Wayne Jentas

Personal information
- Date of birth: 9 May 1954 (age 72)
- Place of birth: Toronto, Ontario, Canada
- Position: Midfielder

Senior career*
- Years: Team / Apps / (Gls)
- 1978: Vancouver Whitecaps / 4 / (0)
- 1979: Rochester Lancers / 1 / (0)
- 1980: Columbus Magic
- 1980–1981: Cleveland Force (indoor) / 38 / (4)
- 1981–: Canton Invaders (indoor)

Managerial career
- 1984–1985: Canton Invaders (assistant)
- 1991–1992: Cleveland Crunch (assistant)
- 1993: Denver Thunder
- College of Wooster

= Wayne Jentas =

Canadian retired soccer midfielder (born 1954)

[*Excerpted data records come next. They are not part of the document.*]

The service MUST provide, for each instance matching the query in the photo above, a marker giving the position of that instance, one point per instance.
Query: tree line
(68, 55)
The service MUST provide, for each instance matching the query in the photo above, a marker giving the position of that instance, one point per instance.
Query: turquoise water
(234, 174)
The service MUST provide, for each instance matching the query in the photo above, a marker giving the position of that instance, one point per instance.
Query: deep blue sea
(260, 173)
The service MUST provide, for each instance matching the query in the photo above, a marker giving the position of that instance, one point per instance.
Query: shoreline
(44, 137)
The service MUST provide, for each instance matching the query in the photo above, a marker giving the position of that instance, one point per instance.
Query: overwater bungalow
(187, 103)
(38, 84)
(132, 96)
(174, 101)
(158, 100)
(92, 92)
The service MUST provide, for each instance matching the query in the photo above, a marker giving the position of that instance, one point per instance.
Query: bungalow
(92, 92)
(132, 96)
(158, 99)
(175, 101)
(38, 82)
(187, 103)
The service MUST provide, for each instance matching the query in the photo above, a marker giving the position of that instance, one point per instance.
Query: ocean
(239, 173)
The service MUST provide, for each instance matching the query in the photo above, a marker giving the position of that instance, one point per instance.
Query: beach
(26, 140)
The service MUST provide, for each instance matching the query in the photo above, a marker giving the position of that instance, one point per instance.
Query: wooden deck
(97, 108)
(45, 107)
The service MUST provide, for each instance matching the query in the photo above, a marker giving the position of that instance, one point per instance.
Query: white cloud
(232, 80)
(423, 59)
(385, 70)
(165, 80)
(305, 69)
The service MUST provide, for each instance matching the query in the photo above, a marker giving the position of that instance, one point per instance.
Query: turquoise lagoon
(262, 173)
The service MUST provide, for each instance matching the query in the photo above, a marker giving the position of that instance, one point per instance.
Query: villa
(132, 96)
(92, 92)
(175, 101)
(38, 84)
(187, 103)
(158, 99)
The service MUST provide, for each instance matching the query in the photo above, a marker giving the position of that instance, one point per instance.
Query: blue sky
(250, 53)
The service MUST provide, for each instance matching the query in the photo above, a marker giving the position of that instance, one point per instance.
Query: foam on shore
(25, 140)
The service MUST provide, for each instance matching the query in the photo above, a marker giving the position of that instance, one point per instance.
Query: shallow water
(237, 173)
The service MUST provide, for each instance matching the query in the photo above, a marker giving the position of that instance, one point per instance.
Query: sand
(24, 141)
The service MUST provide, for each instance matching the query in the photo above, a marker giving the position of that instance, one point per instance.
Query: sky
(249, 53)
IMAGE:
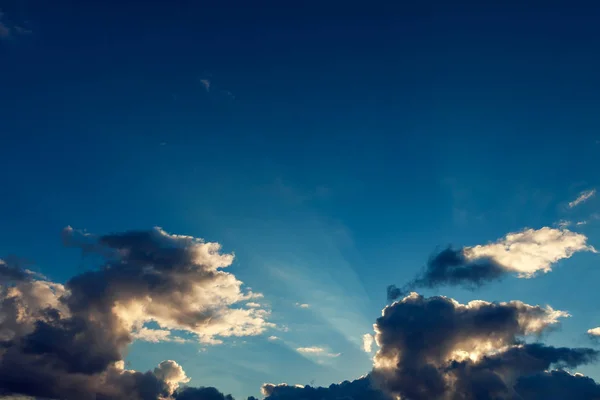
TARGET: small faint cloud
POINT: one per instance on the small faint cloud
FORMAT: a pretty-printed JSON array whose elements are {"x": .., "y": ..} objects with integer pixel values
[
  {"x": 594, "y": 332},
  {"x": 367, "y": 342},
  {"x": 8, "y": 30},
  {"x": 310, "y": 350},
  {"x": 206, "y": 84},
  {"x": 583, "y": 196},
  {"x": 318, "y": 351},
  {"x": 157, "y": 335}
]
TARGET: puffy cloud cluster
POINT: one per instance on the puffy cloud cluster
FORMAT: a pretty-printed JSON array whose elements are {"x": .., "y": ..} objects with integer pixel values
[
  {"x": 437, "y": 348},
  {"x": 360, "y": 389},
  {"x": 524, "y": 253},
  {"x": 67, "y": 341}
]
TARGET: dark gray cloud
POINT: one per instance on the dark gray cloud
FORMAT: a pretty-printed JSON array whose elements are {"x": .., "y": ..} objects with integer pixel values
[
  {"x": 67, "y": 342},
  {"x": 452, "y": 267},
  {"x": 10, "y": 272},
  {"x": 558, "y": 385},
  {"x": 360, "y": 389},
  {"x": 204, "y": 393},
  {"x": 436, "y": 348},
  {"x": 525, "y": 254}
]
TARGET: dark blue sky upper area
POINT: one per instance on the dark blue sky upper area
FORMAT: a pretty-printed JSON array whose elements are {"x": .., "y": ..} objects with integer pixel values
[{"x": 373, "y": 102}]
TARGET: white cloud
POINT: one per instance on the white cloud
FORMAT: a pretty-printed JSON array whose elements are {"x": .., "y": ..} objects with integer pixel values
[
  {"x": 594, "y": 332},
  {"x": 310, "y": 350},
  {"x": 583, "y": 196},
  {"x": 203, "y": 295},
  {"x": 531, "y": 251},
  {"x": 156, "y": 336},
  {"x": 318, "y": 351},
  {"x": 367, "y": 342}
]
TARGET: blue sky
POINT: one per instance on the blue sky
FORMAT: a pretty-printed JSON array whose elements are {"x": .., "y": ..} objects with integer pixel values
[{"x": 332, "y": 149}]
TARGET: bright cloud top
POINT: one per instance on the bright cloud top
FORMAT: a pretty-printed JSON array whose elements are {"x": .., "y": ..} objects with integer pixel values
[
  {"x": 594, "y": 332},
  {"x": 438, "y": 348},
  {"x": 525, "y": 253},
  {"x": 191, "y": 293},
  {"x": 531, "y": 251},
  {"x": 583, "y": 197},
  {"x": 368, "y": 342},
  {"x": 68, "y": 341}
]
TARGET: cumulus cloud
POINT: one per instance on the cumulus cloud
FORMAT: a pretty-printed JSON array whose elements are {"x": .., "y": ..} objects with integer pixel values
[
  {"x": 368, "y": 342},
  {"x": 67, "y": 341},
  {"x": 173, "y": 280},
  {"x": 525, "y": 253},
  {"x": 437, "y": 348},
  {"x": 558, "y": 385},
  {"x": 583, "y": 197},
  {"x": 360, "y": 389}
]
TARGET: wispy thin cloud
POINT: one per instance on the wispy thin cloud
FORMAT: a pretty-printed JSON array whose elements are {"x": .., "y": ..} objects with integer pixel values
[
  {"x": 583, "y": 197},
  {"x": 318, "y": 351}
]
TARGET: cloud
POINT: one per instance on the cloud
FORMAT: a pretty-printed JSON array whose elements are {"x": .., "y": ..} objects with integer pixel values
[
  {"x": 208, "y": 393},
  {"x": 317, "y": 351},
  {"x": 525, "y": 253},
  {"x": 434, "y": 348},
  {"x": 68, "y": 341},
  {"x": 310, "y": 350},
  {"x": 594, "y": 332},
  {"x": 583, "y": 197},
  {"x": 360, "y": 389},
  {"x": 368, "y": 342},
  {"x": 174, "y": 280},
  {"x": 156, "y": 335},
  {"x": 12, "y": 272},
  {"x": 558, "y": 384}
]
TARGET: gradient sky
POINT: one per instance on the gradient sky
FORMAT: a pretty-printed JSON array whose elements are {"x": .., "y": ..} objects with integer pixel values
[{"x": 332, "y": 148}]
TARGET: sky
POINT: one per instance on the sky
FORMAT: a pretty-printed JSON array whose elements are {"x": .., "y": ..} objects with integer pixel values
[{"x": 331, "y": 150}]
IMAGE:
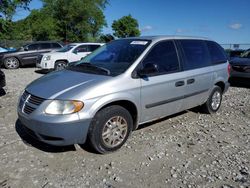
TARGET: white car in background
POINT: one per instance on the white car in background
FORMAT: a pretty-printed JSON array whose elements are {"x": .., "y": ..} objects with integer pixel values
[{"x": 59, "y": 59}]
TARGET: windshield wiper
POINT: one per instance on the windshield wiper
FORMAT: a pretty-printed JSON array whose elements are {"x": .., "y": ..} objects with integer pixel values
[{"x": 92, "y": 67}]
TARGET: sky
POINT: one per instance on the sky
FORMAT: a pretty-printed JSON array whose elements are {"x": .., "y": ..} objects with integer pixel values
[{"x": 225, "y": 21}]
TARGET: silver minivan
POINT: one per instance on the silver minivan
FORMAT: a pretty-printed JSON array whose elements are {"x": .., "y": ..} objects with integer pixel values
[{"x": 123, "y": 84}]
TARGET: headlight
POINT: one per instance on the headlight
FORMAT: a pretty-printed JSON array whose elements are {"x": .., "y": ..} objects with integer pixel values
[
  {"x": 47, "y": 58},
  {"x": 57, "y": 107}
]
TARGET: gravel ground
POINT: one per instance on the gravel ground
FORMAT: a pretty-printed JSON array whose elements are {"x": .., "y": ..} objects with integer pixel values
[{"x": 186, "y": 150}]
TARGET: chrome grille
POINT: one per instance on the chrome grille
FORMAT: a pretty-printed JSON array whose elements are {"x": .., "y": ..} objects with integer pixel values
[
  {"x": 28, "y": 109},
  {"x": 29, "y": 103}
]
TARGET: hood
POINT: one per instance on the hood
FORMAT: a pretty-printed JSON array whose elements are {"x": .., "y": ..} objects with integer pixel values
[
  {"x": 240, "y": 61},
  {"x": 64, "y": 84},
  {"x": 56, "y": 54}
]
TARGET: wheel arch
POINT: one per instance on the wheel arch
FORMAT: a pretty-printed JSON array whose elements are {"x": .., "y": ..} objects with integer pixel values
[{"x": 128, "y": 105}]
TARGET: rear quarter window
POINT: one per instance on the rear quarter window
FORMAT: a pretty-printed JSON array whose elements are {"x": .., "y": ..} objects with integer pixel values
[
  {"x": 195, "y": 54},
  {"x": 217, "y": 53},
  {"x": 93, "y": 47},
  {"x": 55, "y": 45}
]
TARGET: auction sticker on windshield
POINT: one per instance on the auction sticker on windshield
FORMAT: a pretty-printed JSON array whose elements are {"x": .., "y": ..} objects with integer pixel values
[{"x": 139, "y": 42}]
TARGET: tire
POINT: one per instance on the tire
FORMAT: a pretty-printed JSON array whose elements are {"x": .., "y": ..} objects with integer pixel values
[
  {"x": 60, "y": 65},
  {"x": 213, "y": 102},
  {"x": 110, "y": 129},
  {"x": 11, "y": 63}
]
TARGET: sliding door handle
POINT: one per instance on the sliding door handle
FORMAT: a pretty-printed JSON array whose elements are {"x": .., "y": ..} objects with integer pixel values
[
  {"x": 179, "y": 83},
  {"x": 190, "y": 81}
]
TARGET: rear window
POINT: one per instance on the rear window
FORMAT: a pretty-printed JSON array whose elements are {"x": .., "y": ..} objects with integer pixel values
[
  {"x": 45, "y": 46},
  {"x": 56, "y": 45},
  {"x": 217, "y": 54},
  {"x": 195, "y": 53},
  {"x": 93, "y": 47},
  {"x": 33, "y": 47}
]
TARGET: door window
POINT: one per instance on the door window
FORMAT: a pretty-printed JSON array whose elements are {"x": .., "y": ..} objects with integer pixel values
[
  {"x": 195, "y": 53},
  {"x": 163, "y": 57},
  {"x": 33, "y": 47},
  {"x": 81, "y": 49},
  {"x": 217, "y": 54},
  {"x": 93, "y": 47},
  {"x": 56, "y": 45},
  {"x": 45, "y": 46}
]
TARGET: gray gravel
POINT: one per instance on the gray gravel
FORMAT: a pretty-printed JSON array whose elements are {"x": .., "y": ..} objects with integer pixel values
[{"x": 186, "y": 150}]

Wayne Jentas is a Canadian retired soccer midfielder who played in the North American Soccer League, American Soccer League, Major Indoor Soccer League and American Indoor Soccer Association. He later coached at the youth, college and professional levels.

==Player==

Although born in Canada, Jentas spent most of his youth in Derby, England. He began playing in 1972. In 1978, he signed with the Vancouver Whitecaps of the North American Soccer League. In 1979, he moved to the Rochester Lancers. In 1980, he played for the Columbus Magic in the American Soccer League. In the fall of 1980, he signed with the Cleveland Force of the Major Indoor Soccer League. After one season, he moved to the Canton Invaders of the American Indoor Soccer Association.

==Coach==
Since retirement he has coached at numerous teams. From 1982 to 1986, he was the junior varsity soccer coach at Hudson High School. During this time, he also spent one season, 1984–1985, as an assistant with the Canton Invaders. On 11 October 1991, he was named an assistant coach with the Cleveland Crunch. On 26 February 1993, Jentas replaced Paul Kitson as head coach of the Denver Thunder. He later coached the College of Wooster soccer team. He has also coached the East-West Premier Soccer Club. He is currently the Director of Pennine United.